There is a special case, that needs to be handled. The following scenario is possible:
- VA has X tokens. She uses all to vote in the voting V.
- Contract that realizes voting V receives VA's tokens. VA has zero now.
- In the meantime Reputation Voter results in the decision to burn Y tokens from VA. Unfortunately, VA has zero tokens in her balance. So nothing happens.
- Voting V ends and X tokens get back to VA. VA has X, while she should have X minus Y of tokens.
To combat this issue we introduce the concept of debt. It results in the following behavior:
- when burning more tokens than an account has, the surplus is recorded as debt,
- when minting new tokens, firstly debt has to be reduced before the balance can be incremented.
- when transferring tokens into the account, firstly debt needs to be covered, and the remainder is added to the balance.
- when debt is more than zero, the balance of tokens is treated as zero.
Having that solves the problem from point 4.
It manages variables used in the whole system.
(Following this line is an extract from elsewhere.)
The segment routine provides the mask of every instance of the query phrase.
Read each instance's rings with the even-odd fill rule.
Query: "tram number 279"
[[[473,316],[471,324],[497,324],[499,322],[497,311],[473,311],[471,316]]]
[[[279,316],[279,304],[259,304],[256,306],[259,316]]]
Whitelisted addresses can update a value of any variable in two modes:
- immediately,
- with the delay at the specific timestamp.
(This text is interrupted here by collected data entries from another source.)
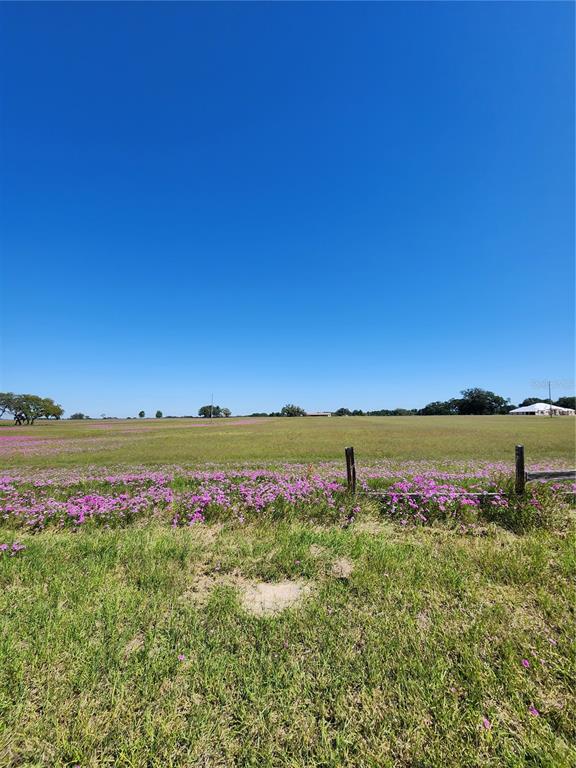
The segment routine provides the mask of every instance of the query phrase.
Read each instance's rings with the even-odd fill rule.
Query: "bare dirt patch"
[[[217,587],[233,587],[235,589],[244,587],[248,582],[238,571],[232,573],[198,573],[190,588],[184,592],[182,599],[191,600],[197,605],[205,605],[208,602],[210,593]]]
[[[349,579],[354,570],[354,563],[347,557],[339,557],[332,563],[332,576],[337,579]]]
[[[308,595],[312,586],[304,581],[257,582],[246,579],[239,571],[231,573],[199,573],[182,595],[199,606],[206,605],[216,587],[239,590],[242,607],[255,616],[280,613]]]
[[[255,616],[280,613],[310,592],[302,581],[278,581],[247,584],[242,590],[242,606]]]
It keeps track of addresses that passed the KYC process. It is a nonfungible token. Whitelisted addresses can burn and mint new tokens. Each address can have zero or one token.
It keeps track of addresses that are VAs in the system. Only addresses with VA tokens can participate in the voting process. Whitelisted addresses can burn and mint new tokens. Each address can have zero or one token.
There is also 5 voter contracts or voters that can alter core contracts' data:
- Reputation Voter
- Simple Voter
- Repo Voter
- KYC Voter
- Onboarding Voter
Each voter needs to be whitelisted in the specific core contract, to be able to alter data. Each voter needs to be whitelisted in the Reputation Contract, to be able to use tokens for voting. Only VAs can participate in voting.
The following diagram shows the whitelisting process of a new voter contract.
The below diagram shows how voting works.
Reputation Voter allows VAs to mint and burn tokens to/from a given address in Reputation Contract. Reputation Voter needs to be whitelisted in Reputation Contract.
Simple Voter allows VAs to vote under a hash of a document. The document can represent anything. After the vote ends no special action is performed. Simple Voter needs to be whitelisted in the Reputation Contract.
Repo Voter (shorter name of Variable Repository Voter) allows VAs to vote under a change of a variable in Variable Repository Contract. Repo Voter needs to be whitelisted in Reputation Contract and Variable Repository Contract.
KYC Voter allows VAs to mint new tokens in KYC Token Contract. The subject of voting is a document hash. KYC Voter needs to be whitelisted in the Reputation Contract and KYC Token Contract.
Onboarding Voter allows VAs to mint and burn tokens in VA Token Contract. Only addresses that have a positive reputation balance and KYC token can be a subject of this voting. Onboarding Voter needs to be whitelisted in Reputation Contract and VA Token Contract.